Dabei können aggregierte Bewegungsdaten durchaus sinnvoll sein, um den öffentlichen Personennahverkehr besser zu planen oder die Verkehrsführung so zu gestalten, dass nicht zu viele Fußgänger in enge Gassen laufen. Man kann mit solchen Cluster-Daten auch ggf. erkennen, ob sich an den Bewegungsmustern der Menschen nichts verändert und als Reaktion darauf, bspw. die Maßnahmen anpassen oder die Kommunikationspolitik ändern. Und in Zukunft könnte es sinnvoll sein, wenn Bürgerinnen und Bürger auf freiwilliger Basis in Apps angeben, wo sie sich in den vergangenen zwei Wochen bewegt haben, um im Fall einer Infizierung andere Mitbürger per App zu warnen.
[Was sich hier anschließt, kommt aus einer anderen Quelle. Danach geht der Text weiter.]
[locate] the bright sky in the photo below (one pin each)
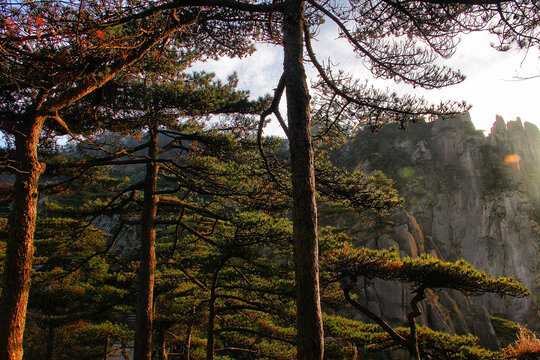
(491, 86)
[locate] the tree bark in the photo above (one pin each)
(211, 318)
(306, 252)
(145, 286)
(162, 355)
(51, 343)
(20, 248)
(188, 338)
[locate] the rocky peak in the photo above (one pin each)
(473, 197)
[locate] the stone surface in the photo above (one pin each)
(467, 196)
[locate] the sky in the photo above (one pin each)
(491, 85)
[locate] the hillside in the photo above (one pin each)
(468, 196)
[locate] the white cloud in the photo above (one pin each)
(490, 85)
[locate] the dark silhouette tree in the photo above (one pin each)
(68, 59)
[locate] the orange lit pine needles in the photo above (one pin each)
(526, 347)
(349, 263)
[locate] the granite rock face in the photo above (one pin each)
(466, 196)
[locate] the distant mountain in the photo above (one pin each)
(467, 196)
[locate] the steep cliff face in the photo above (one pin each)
(467, 196)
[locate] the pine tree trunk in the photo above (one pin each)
(211, 319)
(51, 343)
(188, 340)
(145, 287)
(162, 355)
(306, 253)
(22, 223)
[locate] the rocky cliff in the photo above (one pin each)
(466, 196)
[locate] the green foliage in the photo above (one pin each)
(506, 330)
(426, 271)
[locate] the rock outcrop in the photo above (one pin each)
(466, 196)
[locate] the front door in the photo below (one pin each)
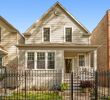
(68, 65)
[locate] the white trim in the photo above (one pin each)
(65, 34)
(69, 14)
(43, 34)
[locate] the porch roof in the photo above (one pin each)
(59, 46)
(3, 51)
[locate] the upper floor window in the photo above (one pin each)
(81, 60)
(68, 34)
(0, 33)
(41, 60)
(30, 60)
(46, 34)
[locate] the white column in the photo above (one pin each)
(95, 60)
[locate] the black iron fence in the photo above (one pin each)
(54, 85)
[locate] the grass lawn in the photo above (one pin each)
(32, 96)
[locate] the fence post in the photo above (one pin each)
(96, 85)
(25, 83)
(71, 85)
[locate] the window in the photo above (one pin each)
(30, 60)
(0, 61)
(81, 60)
(51, 60)
(41, 60)
(46, 34)
(0, 33)
(68, 34)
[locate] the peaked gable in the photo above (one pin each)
(47, 13)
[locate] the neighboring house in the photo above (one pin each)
(101, 36)
(57, 41)
(9, 37)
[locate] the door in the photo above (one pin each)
(68, 65)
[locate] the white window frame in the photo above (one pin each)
(43, 34)
(65, 34)
(35, 59)
(26, 56)
(85, 60)
(2, 61)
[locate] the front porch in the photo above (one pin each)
(81, 63)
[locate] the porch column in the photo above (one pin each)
(95, 60)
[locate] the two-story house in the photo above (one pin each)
(57, 41)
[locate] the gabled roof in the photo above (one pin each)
(9, 25)
(57, 4)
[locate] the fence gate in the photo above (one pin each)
(54, 85)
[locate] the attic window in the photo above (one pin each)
(68, 34)
(46, 34)
(0, 33)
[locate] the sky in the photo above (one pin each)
(23, 13)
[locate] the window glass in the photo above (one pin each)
(51, 60)
(30, 60)
(68, 34)
(41, 60)
(81, 60)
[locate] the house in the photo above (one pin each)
(57, 41)
(9, 37)
(100, 36)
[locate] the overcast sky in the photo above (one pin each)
(23, 13)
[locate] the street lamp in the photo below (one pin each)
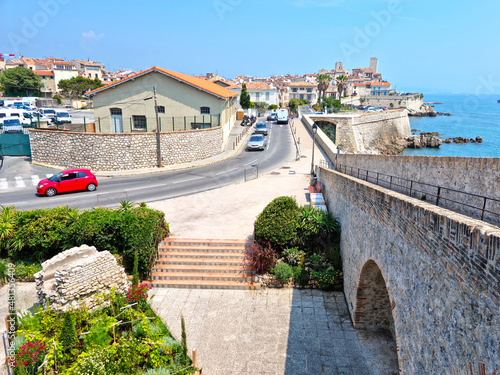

Datengetriebene Lösungen zur Eindämmung der Corona-Krise sind also nicht per se zu verdammen. Man muss aber zu keiner Zeit wissen, wer sich hinter den Daten verbirgt. Sprich, die Daten müssen anonymisiert sein und idealerweise nach einer festgelegten Frist wieder gelöscht werden. Zudem darf man nicht vergessen, dass technologische Lösungen weiterhin fehleranfällig und ungenau sind. Wenn sich Bürgerinnen und Bürger in Sicherheit wiegen und darüber vernachlässigen, die Anweisungen der Politik zu befolgen, ist niemandem geholfen.

Es bedarf keiner Bewegungsprofile, um "Social Distancing" zu betreiben oder für die Einsicht, dass in vielen Fällen die Wohnung gerade der sicherste Platz ist. Ganz wichtig wird es sein, dass die Bürgerinnen und Bürger nicht den Eindruck gewinnen, dass die Politik die Schraube mit Scheinlösungen und Phantomdebatten überdreht. Sobald Misstrauen gegen staatliche Anordnungen und Entscheidungen aufkommt, wird es Menschen geben, die an sich sinnvolle Beschränkungen ignorieren werden.

Zudem spiegelt die Diskussion über Bewegungsprofile eine merkwürdige Prioritätensetzung von Teilen der Regierung wider: Wo sind die Testkits, die wir für bundesweite Tests benötigen? Welche Exitszenarien gibt es eigentlich, um irgendwann aus Lockdown und Ausgangssperre herauszukommen? Was können wir von anderen Staaten lernen, die offensichtlich besser vorbereitet waren? All das wären Fragen, die prioritär behandelt werden sollten, anstatt in irriger Technologiegläubigkeit darauf zu vertrauen, dass Datensammlungen, die massiv in Grundrechte eingreifen, schon zu irgendeinem Ergebnis führen werden.